KÜLTÜR SANAT - 18 Ekim 2017 Çarşamba 12:02

Mario Levi: “Dünyaya tahammül edebilmek için yazıyorum“

A
A
A
Mario Levi: “Dünyaya tahammül edebilmek için yazıyorum“

Nilüfer Belediyesi’nin düzenlediği Edebi Kazılar’a konuk olan Mario Levi, bu dünyaya tahammül edebilmek için yazdığını söyledi.

Nilüfer Belediyesi’nin düzenlediği Edebi Kazılar’a konuk olan Mario Levi, bu dünyaya tahammül edebilmek için yazdığını söyledi.

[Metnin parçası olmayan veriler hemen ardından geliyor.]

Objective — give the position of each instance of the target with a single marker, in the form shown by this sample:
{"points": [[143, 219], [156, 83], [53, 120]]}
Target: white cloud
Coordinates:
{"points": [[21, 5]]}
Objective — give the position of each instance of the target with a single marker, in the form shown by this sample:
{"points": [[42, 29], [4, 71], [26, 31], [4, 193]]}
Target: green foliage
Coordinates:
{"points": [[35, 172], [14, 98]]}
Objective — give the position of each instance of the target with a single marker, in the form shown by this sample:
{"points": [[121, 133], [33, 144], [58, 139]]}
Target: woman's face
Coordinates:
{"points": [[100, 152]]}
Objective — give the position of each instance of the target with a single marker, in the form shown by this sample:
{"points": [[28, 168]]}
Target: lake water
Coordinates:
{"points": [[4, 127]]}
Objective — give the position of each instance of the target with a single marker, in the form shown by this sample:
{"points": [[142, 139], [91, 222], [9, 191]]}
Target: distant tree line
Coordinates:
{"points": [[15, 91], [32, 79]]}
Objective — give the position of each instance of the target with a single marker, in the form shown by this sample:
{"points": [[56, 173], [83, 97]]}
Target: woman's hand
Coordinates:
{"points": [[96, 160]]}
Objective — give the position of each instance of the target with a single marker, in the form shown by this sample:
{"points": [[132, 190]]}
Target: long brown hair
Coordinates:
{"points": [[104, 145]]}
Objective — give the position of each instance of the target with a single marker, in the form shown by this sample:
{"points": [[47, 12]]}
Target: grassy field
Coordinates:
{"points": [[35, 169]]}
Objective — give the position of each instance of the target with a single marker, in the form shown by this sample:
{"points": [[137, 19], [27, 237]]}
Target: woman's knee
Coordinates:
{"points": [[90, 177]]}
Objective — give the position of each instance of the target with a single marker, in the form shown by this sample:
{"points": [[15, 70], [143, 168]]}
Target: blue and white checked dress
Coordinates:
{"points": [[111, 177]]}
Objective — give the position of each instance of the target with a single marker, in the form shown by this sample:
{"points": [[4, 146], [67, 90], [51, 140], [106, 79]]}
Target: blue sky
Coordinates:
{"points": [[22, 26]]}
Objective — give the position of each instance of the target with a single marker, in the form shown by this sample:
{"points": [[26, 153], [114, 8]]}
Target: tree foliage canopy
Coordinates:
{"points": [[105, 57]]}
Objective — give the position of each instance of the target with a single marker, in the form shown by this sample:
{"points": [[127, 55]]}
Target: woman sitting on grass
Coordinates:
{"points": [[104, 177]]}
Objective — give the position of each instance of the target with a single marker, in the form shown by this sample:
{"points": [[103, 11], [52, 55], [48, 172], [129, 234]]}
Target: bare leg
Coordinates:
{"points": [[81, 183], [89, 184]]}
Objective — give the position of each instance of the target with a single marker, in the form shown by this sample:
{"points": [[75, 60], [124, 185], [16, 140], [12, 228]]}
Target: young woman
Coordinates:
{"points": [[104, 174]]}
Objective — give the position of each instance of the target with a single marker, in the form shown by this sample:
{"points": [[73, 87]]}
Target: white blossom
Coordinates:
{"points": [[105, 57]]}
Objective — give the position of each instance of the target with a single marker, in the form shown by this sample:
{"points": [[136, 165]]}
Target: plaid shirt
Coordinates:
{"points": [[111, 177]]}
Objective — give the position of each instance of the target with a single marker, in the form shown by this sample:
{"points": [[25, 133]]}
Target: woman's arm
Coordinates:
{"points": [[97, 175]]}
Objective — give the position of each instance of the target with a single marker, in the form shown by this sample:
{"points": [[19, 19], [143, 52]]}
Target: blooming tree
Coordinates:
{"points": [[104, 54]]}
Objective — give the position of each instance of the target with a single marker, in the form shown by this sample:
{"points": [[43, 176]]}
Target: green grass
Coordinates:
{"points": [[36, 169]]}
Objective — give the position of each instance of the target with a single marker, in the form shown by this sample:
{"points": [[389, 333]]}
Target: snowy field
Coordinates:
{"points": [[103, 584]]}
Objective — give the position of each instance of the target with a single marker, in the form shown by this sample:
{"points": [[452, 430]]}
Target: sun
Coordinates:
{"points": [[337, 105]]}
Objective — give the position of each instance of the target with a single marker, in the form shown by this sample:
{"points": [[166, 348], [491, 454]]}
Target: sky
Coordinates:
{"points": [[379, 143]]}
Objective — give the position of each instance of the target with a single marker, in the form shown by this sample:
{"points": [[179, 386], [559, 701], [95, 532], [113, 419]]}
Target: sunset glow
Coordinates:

Nilüfer Belediyesi Kütüphane Müdürlüğü’nün Akkılıç Kütüphanesi’nde gerçekleştirdiği söyleşiye katılan yazar Mario Lev, “Yanlış Tercihler Mahallesi” adlı kitabı üzerine konuştu. Bursa’nın hayatında ayrı bir önemi olduğunu söyleyen Levi, konuşmasına Ahmet Hamdi Tanpınar’ın Beş Şehir kitabında yer alan ‘Bursa İstanbul’un dibacesidir’ sözüyle başladı. Levi, “Ahmet Hamdi Tanpınar Beş Şehir kitabında bu beş şehir arasına Bursa’yı da koyar ve orada şöyle bir cümle kurar ‘Bursa İstanbul’un dibacesidir’ yani önsözüdür demek ister. Bu Bursa’ya vermiş olduğu önemi çok güzel anlatan bir cümledir. Buna hep inandım ve bu cümlenin hep etkisi altında kaldım. Bursa’ya gelirken de hep taşıdım bu cümleyi” dedi.

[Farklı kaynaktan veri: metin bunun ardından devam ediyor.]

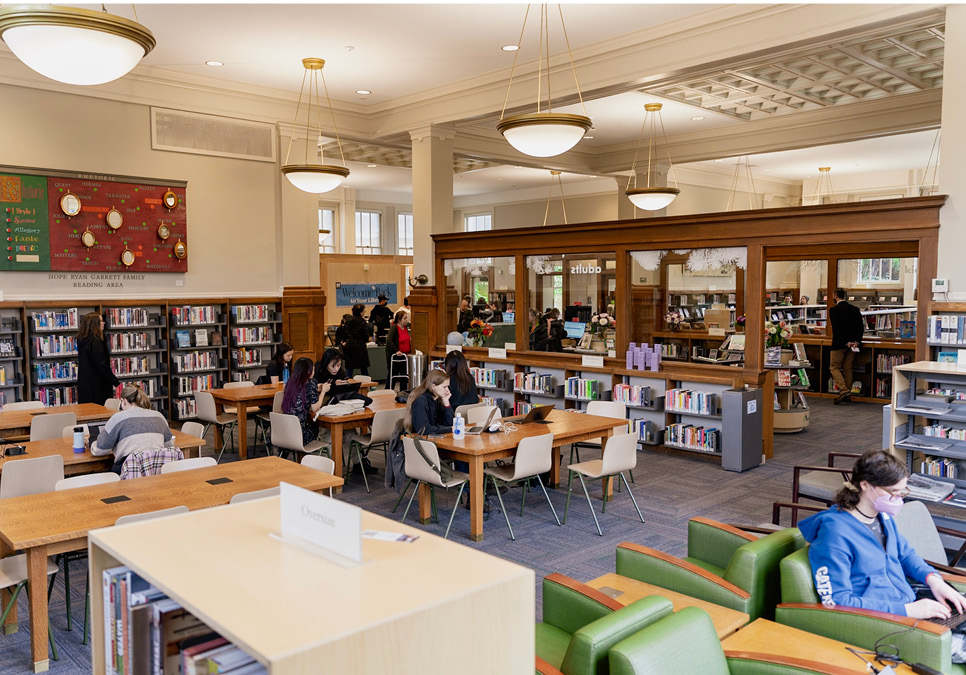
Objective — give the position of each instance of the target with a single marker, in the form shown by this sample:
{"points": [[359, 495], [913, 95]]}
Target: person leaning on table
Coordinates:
{"points": [[136, 427]]}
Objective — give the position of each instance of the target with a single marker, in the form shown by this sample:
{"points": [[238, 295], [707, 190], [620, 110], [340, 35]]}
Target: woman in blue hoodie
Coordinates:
{"points": [[858, 557]]}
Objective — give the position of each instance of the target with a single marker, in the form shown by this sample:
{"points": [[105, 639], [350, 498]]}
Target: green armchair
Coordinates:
{"points": [[918, 641], [724, 565], [580, 624]]}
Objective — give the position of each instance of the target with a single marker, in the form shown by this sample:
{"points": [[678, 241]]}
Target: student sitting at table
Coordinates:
{"points": [[136, 427]]}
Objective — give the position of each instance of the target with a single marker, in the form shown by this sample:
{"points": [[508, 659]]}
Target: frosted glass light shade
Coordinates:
{"points": [[74, 46], [315, 178], [544, 134], [652, 199]]}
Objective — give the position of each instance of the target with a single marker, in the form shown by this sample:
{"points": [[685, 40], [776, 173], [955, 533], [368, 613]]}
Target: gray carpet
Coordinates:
{"points": [[669, 490]]}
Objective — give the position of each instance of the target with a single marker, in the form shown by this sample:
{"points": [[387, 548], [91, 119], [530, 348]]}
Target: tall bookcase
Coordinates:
{"points": [[254, 331], [197, 346]]}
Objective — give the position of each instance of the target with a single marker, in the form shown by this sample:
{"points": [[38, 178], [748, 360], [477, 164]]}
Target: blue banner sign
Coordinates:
{"points": [[347, 295]]}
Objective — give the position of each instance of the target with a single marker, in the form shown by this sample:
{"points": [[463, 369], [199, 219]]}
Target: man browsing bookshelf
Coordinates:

Yazmak için iki sebebi olduğunu söyleyen Levi, “Birinci sebebim, anlatmayı, hayal kurmayı ve yalan söylemeyi çok sevdiğim için yazıyorum. İkincisi bu dünyaya tahammül edebilmek için yazıyorum. Aksi halde Sait Faik’in ‘Haritada Bir Nokta’ hikayesinde dediği gibi deli olacaktım” ifadelerini kullandı.

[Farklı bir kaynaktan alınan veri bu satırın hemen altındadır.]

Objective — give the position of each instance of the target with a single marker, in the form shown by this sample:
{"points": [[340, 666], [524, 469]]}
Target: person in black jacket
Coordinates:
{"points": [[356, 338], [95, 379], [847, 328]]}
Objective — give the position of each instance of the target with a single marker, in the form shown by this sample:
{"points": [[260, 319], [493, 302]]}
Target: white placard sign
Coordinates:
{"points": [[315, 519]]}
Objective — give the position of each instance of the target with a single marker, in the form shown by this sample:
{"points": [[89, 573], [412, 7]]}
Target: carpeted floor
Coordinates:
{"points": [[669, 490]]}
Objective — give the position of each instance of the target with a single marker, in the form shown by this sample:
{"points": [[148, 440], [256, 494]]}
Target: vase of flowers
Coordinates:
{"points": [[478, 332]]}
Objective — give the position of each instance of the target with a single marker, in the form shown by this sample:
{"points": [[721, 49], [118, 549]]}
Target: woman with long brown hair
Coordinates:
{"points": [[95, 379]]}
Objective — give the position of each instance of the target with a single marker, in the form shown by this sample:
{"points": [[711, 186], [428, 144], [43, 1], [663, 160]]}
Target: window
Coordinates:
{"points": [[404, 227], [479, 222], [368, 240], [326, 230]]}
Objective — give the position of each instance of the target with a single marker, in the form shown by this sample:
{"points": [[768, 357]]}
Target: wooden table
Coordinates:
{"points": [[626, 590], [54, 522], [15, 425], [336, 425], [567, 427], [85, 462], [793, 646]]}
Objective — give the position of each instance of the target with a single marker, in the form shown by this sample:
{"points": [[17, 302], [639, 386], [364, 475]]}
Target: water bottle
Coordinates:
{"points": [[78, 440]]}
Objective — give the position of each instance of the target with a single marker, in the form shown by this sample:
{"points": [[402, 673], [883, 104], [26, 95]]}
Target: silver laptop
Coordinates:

Edebiyat anlayışının klasik roman anlayışına çok yakın olduğunu söyleyen Levi, “Ama şunu da biliyorum artık Balzac, Dickens, Tolstoy, Dostoyevski gibi roman yazamayacağımızı düşünüyorum. İşte bu sebeple de bir arayışa çıktım. Ben kendime göre herhangi bir edebiyat ekolüne bağlı olmaksızın, klasik romana olan bağlılığımın yanı sıra bazı arayışlara çıkıyorum. Kimleri bu romanlarda büyülü gerçekçiliğin izleri olduğunu söylüyor, kimileri post modern izler buluyor, ama benim hiç öyle bir derdim yok. Ben sadece arıyorum, bunun teşhisini koymak başkalarına kalmış bir şey. Teşhis koyamam kendim için” diye konuştu.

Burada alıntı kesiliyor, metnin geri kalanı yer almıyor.